Utilities

The tools in mpiFileUtils are MPI applications. They must be launched as MPI applications, e.g., within a compute allocation on a cluster using mpirun. The tools do not currently checkpoint, so one must be careful that an invocation of the tool has sufficient time to complete before it is killed.

  • dbcast - Broadcast a file to each compute node.
  • dbz2 - Compress and decompress a file with bz2.
  • dchmod - Change owner, group, and permissions on files.
  • dcmp - Compare contents between directories or files.
  • dcp - Copy files.
  • ddup - Find duplicate files.
  • dfind - Filter files.
  • dreln - Update symlinks to point to a new path.
  • drm - Remove files.
  • dstripe - Restripe files (Lustre).
  • dsync - Synchronize source and destination directories or files.
  • dtar - Create and extract tape archive files.
  • dwalk - List, sort, and profile files.

Experimental Utilities

Experimental utilities are under active development. They are not considered to be production worthy, but they are available in the distribution for those who are interested in developing them further or to provide additional examples.

  • dgrep - Run grep on files in parallel.
  • dparallel - Perform commands in parallel.
  • dsh - List and remove files with interactive commands.
  • dfilemaker - Generate random files.

Usage tips

Since the tools are MPI applications, it helps to keep a few things in mind:

  • One typically needs to run the tools within a job allocation. The sweet spot for most tools is about 2-4 nodes. One can use more nodes for large datasets, so long as tools scale sufficiently well.
  • One must launch the job using the MPI job launcher like mpirun or mpiexec. One should use most CPU cores, though leave a few cores idle on each node for the file system client processes.
  • Most tools do not checkpoint their progress. Be sure to request sufficient time in your allocation to allow the job to complete. One may need to start over from the beginning if a tool is interrupted.
  • One cannot pipe output of one tool to the input of another. However, the --input and --output file options are good approximations.
  • One cannot easily check the return codes of tools. Instead, inspect stdout and stderr output for errors.

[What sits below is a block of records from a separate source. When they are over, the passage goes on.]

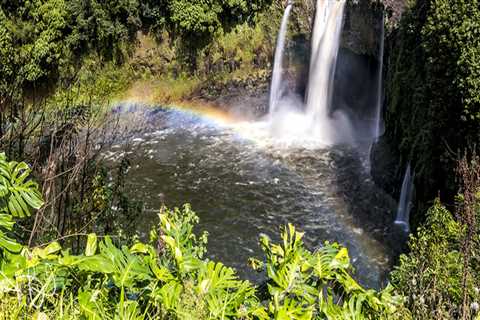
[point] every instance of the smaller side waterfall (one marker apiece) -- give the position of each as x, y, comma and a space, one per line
276, 85
378, 111
405, 203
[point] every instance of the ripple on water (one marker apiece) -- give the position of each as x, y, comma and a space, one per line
242, 183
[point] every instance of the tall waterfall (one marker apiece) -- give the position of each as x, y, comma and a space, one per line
325, 44
312, 119
404, 205
276, 85
378, 111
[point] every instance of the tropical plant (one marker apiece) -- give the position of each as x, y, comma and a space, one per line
430, 275
318, 285
18, 196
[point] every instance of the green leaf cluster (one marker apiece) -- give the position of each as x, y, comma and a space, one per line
18, 196
430, 275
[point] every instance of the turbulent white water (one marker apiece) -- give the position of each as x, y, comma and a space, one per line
325, 45
404, 205
315, 121
276, 85
378, 111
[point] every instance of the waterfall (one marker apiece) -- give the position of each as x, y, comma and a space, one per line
312, 119
325, 44
378, 111
276, 85
404, 205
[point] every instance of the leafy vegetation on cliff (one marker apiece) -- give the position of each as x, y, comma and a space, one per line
169, 278
433, 92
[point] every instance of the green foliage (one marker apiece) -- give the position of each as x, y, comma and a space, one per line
433, 91
306, 285
430, 276
169, 279
18, 196
43, 41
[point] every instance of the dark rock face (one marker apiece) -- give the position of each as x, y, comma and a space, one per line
363, 27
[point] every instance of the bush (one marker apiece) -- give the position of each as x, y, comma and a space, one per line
169, 278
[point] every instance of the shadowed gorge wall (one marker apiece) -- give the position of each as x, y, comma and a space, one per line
432, 98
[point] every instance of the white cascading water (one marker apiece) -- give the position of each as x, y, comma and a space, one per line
330, 127
405, 202
317, 122
276, 85
378, 111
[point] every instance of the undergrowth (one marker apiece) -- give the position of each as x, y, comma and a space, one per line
169, 277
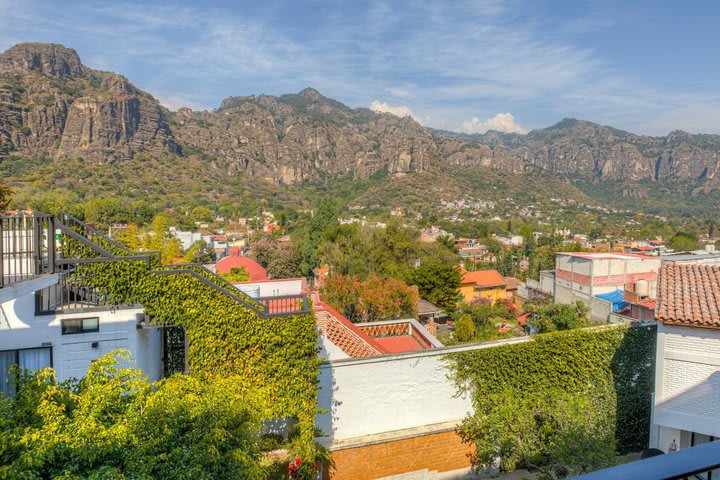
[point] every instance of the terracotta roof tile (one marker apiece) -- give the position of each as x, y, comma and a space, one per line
483, 278
689, 295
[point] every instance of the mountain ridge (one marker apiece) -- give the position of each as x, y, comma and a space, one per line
52, 106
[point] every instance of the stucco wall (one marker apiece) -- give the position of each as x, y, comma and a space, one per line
375, 395
687, 379
72, 354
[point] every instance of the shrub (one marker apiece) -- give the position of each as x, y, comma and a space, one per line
464, 328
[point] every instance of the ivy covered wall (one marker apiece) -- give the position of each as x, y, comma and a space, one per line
566, 402
274, 359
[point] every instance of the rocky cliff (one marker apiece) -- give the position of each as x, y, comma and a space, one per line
305, 136
51, 105
590, 151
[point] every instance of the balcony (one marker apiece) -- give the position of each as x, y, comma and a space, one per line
695, 463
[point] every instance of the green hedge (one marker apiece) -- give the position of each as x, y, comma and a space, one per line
610, 367
275, 358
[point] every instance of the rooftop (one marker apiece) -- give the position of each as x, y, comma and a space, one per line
689, 295
483, 278
606, 255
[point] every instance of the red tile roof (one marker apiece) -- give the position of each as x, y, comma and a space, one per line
403, 343
689, 295
343, 333
253, 268
483, 278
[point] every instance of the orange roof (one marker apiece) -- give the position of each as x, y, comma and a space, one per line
483, 278
253, 268
403, 343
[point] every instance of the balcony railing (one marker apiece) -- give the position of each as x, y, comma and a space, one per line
27, 247
695, 463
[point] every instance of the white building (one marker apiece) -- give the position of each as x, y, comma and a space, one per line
582, 276
687, 373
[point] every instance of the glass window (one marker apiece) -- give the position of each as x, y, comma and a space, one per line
72, 326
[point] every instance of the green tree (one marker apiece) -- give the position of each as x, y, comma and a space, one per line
5, 197
201, 214
551, 317
159, 239
236, 275
371, 299
555, 434
114, 424
200, 252
464, 328
438, 283
684, 241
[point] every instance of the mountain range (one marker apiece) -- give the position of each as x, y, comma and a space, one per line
54, 109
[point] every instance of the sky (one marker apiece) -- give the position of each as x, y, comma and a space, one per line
647, 66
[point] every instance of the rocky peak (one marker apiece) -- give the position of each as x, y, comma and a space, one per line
50, 59
312, 94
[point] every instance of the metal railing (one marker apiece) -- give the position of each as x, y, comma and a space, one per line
699, 462
265, 308
27, 247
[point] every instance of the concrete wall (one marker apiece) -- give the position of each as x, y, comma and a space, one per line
687, 379
72, 354
376, 395
273, 288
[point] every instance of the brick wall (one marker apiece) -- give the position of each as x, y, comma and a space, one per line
441, 451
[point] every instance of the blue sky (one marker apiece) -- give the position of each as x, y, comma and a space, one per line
645, 66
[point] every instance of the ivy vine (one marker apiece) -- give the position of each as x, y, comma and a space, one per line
275, 359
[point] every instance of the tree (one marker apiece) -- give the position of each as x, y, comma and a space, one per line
200, 252
372, 299
129, 237
114, 424
236, 275
556, 434
201, 214
551, 317
438, 283
5, 197
684, 241
464, 328
159, 239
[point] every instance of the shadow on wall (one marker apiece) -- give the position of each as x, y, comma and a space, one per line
633, 366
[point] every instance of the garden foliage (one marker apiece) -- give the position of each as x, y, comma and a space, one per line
564, 403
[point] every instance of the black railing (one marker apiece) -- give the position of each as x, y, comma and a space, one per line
279, 306
692, 463
27, 247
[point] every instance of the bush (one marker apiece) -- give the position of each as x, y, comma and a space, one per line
114, 424
464, 328
564, 403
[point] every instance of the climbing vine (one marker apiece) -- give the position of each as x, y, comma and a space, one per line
562, 397
274, 359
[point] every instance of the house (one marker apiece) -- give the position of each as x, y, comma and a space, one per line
589, 277
687, 373
278, 287
236, 260
432, 317
47, 322
487, 284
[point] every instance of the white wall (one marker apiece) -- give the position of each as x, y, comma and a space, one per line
375, 395
72, 354
272, 288
687, 379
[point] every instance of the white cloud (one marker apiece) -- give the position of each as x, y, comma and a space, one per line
398, 111
502, 122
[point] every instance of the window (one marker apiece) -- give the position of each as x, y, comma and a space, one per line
71, 326
29, 359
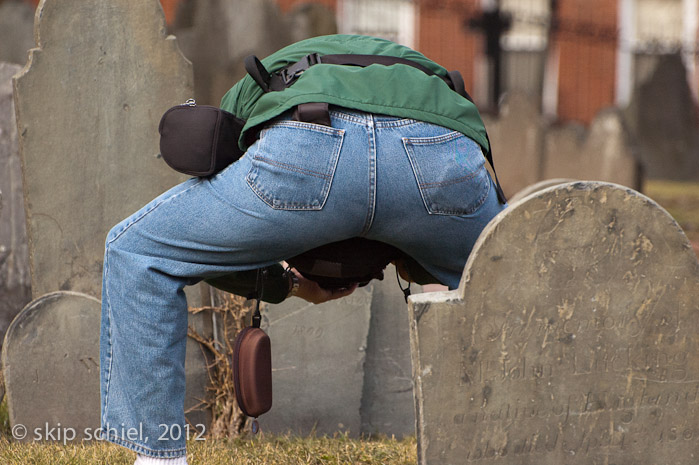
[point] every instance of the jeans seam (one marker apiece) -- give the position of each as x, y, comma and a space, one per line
108, 377
371, 136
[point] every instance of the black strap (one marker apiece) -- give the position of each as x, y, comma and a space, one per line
259, 290
314, 112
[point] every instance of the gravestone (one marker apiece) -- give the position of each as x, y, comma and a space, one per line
16, 26
527, 148
662, 116
318, 354
601, 153
15, 283
51, 367
88, 106
217, 35
517, 136
572, 338
387, 398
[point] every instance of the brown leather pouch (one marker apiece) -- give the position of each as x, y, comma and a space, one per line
252, 371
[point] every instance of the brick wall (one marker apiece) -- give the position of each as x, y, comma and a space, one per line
442, 35
587, 41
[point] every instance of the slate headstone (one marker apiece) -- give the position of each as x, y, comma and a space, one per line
536, 187
572, 338
51, 367
662, 116
16, 30
602, 152
318, 354
217, 35
528, 148
88, 106
15, 282
387, 398
517, 136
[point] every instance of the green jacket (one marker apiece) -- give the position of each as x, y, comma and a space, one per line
396, 90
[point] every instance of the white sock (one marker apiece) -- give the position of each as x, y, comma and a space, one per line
143, 460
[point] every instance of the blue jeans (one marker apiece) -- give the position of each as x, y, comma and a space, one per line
417, 186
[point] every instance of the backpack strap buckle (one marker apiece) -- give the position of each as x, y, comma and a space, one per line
289, 74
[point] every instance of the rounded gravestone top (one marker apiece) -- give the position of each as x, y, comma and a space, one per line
50, 363
572, 339
536, 187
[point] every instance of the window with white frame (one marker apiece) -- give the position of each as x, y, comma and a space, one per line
389, 19
650, 29
524, 45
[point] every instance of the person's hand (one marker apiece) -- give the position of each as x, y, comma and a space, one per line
311, 292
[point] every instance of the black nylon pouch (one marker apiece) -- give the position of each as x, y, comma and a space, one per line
199, 140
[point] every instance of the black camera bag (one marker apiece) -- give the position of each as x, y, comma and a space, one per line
199, 140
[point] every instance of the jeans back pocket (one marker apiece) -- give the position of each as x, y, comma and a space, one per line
293, 165
450, 173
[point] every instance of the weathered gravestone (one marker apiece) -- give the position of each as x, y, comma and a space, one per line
662, 116
527, 148
536, 187
572, 339
51, 368
387, 397
343, 366
15, 283
218, 34
518, 137
16, 20
87, 107
603, 152
318, 354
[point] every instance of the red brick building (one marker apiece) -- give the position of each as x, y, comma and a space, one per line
574, 56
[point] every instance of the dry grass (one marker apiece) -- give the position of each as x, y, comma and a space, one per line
263, 449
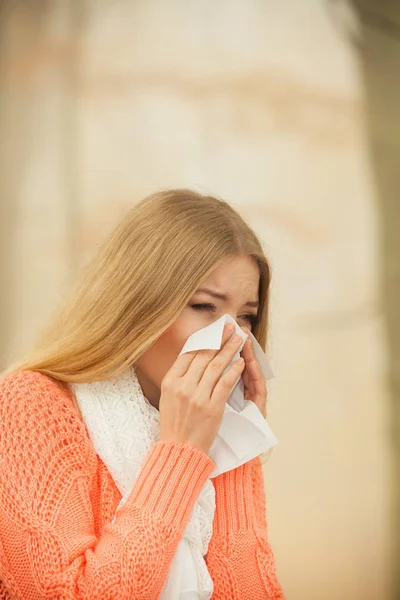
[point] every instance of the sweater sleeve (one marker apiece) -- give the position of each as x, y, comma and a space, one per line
49, 547
240, 559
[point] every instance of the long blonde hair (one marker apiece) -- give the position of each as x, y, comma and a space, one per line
138, 283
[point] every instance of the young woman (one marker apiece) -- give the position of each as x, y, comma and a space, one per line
177, 262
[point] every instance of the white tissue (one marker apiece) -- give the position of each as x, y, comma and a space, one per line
244, 433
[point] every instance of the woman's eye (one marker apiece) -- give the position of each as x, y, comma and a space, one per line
210, 307
252, 319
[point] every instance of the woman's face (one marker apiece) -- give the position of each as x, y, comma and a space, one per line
237, 279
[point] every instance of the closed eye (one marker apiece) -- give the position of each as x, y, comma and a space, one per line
250, 318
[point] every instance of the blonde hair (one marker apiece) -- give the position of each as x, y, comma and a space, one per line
138, 283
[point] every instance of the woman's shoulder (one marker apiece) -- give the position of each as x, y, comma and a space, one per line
31, 385
30, 399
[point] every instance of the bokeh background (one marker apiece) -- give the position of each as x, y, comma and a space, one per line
289, 110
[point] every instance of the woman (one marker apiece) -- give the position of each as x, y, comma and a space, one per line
177, 262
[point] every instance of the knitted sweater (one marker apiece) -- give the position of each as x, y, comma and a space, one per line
58, 536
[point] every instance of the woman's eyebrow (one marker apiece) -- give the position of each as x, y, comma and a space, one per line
254, 303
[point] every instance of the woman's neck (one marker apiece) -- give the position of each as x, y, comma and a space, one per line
150, 390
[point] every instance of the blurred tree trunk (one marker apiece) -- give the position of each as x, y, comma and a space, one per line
380, 63
21, 26
39, 51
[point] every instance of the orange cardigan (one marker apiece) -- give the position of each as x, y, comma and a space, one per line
58, 536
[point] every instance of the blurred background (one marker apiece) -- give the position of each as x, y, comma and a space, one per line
289, 110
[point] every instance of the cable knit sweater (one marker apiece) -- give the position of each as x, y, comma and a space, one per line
58, 536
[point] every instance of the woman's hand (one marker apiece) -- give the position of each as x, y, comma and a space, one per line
255, 388
194, 393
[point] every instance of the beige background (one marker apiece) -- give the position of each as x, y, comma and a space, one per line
262, 103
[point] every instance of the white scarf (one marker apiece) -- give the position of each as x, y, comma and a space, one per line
123, 427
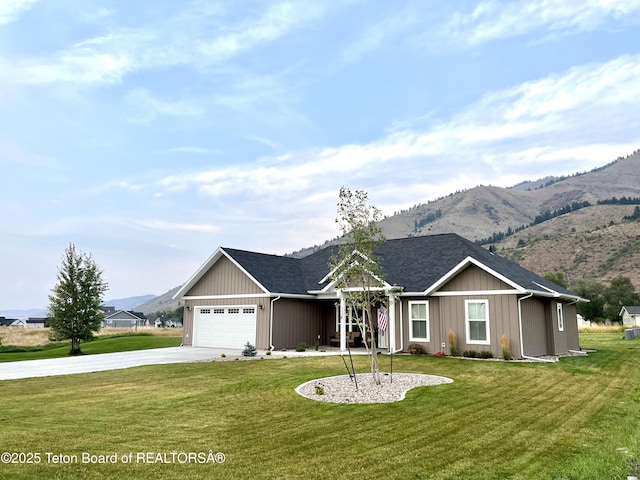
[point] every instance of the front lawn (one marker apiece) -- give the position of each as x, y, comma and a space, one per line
116, 343
498, 420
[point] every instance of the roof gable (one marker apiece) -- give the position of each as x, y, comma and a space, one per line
416, 264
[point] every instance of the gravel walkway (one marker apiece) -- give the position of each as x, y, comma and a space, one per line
341, 389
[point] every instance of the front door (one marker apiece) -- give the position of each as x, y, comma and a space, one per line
382, 338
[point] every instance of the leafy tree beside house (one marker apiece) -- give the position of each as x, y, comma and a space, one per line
75, 301
621, 292
356, 269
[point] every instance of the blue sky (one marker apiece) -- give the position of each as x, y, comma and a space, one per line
150, 133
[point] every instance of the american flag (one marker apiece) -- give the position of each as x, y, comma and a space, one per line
382, 318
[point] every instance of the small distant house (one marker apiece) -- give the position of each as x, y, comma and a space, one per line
124, 319
630, 316
37, 322
6, 322
173, 322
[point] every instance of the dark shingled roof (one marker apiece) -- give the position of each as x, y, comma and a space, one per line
276, 273
414, 263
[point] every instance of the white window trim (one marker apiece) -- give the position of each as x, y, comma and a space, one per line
413, 338
560, 314
466, 323
351, 322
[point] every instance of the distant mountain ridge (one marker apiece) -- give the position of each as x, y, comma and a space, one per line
129, 303
597, 242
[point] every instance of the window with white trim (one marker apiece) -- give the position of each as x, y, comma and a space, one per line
560, 317
477, 321
419, 321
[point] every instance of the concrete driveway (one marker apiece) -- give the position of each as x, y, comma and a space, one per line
108, 361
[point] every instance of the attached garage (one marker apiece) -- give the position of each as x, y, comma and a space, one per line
224, 326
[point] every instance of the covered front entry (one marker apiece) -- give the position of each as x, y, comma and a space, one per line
224, 326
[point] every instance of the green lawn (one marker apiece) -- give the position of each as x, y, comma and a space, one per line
496, 421
116, 343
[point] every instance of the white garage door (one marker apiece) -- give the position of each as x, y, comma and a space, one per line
227, 327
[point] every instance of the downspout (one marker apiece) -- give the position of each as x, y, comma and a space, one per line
271, 323
520, 332
401, 331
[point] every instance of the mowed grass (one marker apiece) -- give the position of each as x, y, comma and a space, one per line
121, 342
498, 420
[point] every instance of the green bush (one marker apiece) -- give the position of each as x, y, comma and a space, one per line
249, 350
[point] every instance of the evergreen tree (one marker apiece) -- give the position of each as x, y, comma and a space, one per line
75, 302
621, 292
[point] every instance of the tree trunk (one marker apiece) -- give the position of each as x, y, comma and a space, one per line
75, 346
375, 369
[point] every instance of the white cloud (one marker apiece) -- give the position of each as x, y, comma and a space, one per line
175, 41
162, 225
550, 120
495, 19
189, 149
10, 10
145, 107
100, 60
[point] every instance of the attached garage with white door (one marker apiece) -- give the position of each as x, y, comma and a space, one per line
224, 326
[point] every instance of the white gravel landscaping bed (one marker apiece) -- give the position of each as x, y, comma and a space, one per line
341, 389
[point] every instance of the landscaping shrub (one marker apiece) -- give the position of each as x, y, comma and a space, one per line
249, 350
506, 350
416, 349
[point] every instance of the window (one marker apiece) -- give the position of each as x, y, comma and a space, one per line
477, 321
560, 317
419, 321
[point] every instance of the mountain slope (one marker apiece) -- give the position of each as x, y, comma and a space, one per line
480, 212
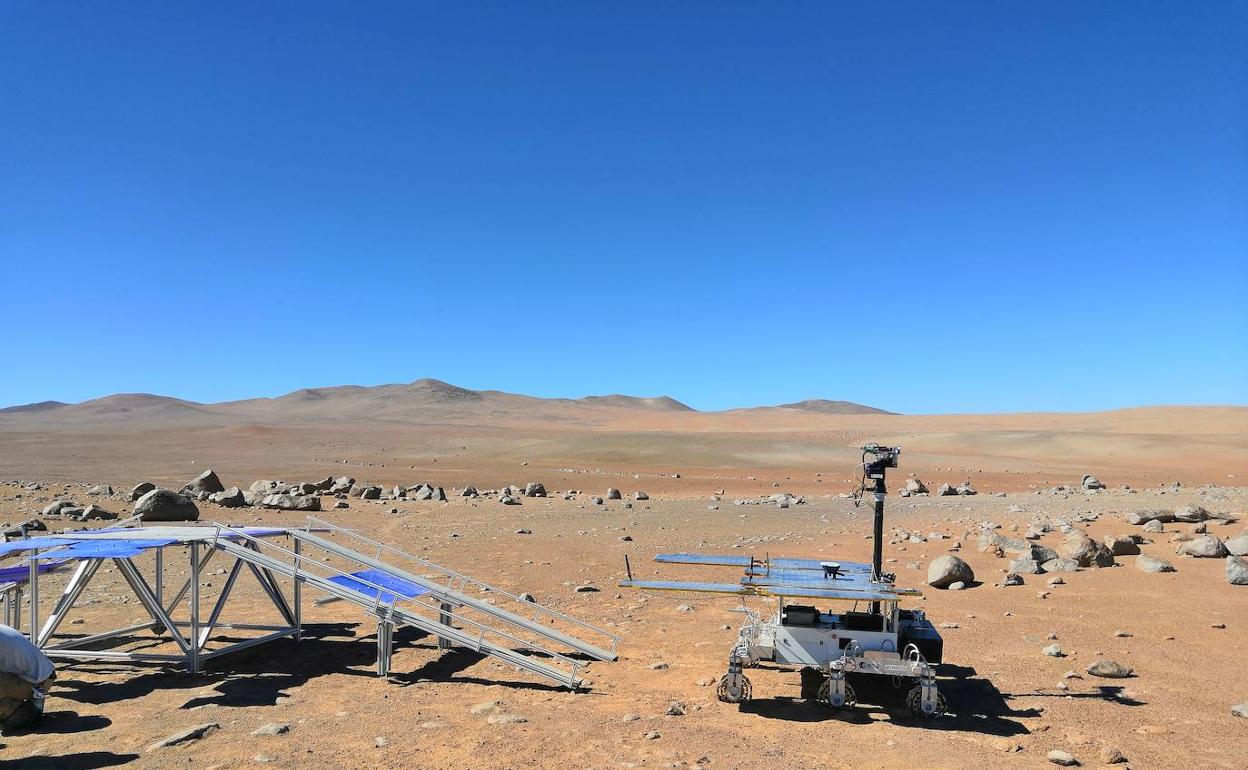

Examples and frequently used commands

If your MPI library supports it, most tools can run as MPI singletons (w/o mpirun, which runs a single-task MPI job). For brevity, the examples in this section are shown as MPI singleton runs. In a real run, one would precede the command shown with an appropriate MPI launch command and options, e.g.,:

mpirun -np 128 dwalk /path/to/walk

In addition to the man page, each tool provides a help screen for a brief reminder of available options.:

dwalk --help

The normal output from dwalk shows a summary of item and byte counts. This is useful to determine the number of files and bytes under a path of interest:

dwalk /path/to/walk

When walking large directory trees, you can write the list to an output file. Then you can read that list back without having to walk the file system again.:

dwalk --output list.mfu /path/to/walk
dwalk --input list.mfu

The default file format is a binary file intended for use in other tools, not humans, but one can ask for a text-based output:

dwalk --text --output list.txt /path/to/walk

The text-based output is lossy, and it cannot be read back in to a tool. If you want both, save to binary format first, then read the binary file to convert it to text.:

dwalk --output list.mfu /path/to/walk
dwalk --input list.mfu --text --output list.txt

dwalk also provides a sort option to order items in the list in various ways, e.g., to order the list by username, then by access time:

dwalk --input list.mfu --sort user,atime --output user_atime.mfu

To order items from largest to smallest number of bytes:

dwalk --input list.mfu --sort '-size' --output big_to_small.mfu

dfind can be used to filter items with a string of find-like expressions, e.g., files owned by user1 that are bigger than 100GB:

dfind --input list.mfu --user user1 --size +100GB --output user1_over_100GB.mfu

dchmod is like chmod and chgrp in one, so one can change uid/gid/mode with a single command:

dchmod --group grp1 --mode g+rw /path/to/walk

drm is like "rm -rf" but in parallel:

drm /path/to/remove

dbcast provides an efficient way to broadcast a file to all compute nodes, e.g., upload a tar file of a dataset to an SSD local to each compute node:

dbcast /path/to/file.dat /ssd/file.dat

dsync is the recommended way to make a copy a large set of files:

dsync /path/src /path/dest

For large directory trees, the --batch-files option offers a type of checkpoint. It moves files in batches, and if interrupted, a restart picks up from the last completed batch.:

dsync --batch-files 100000 /path/src /path/dest

The tools can be composed in various ways using the --input and --output options. For example, the following sequence of commands executes a purge operation, which deletes any file that has not been accessed in the past 180 days.:

# walk directory to stat all files, record list in file
dwalk --output list.mfu /path/to/walk

# filter list to identify all regular files that were last accessed over 180 days ago
dfind --input list.mfu --type f --atime +180 --output purgelist.mfu

# delete all files in the purge list
drm --input purgelist.mfu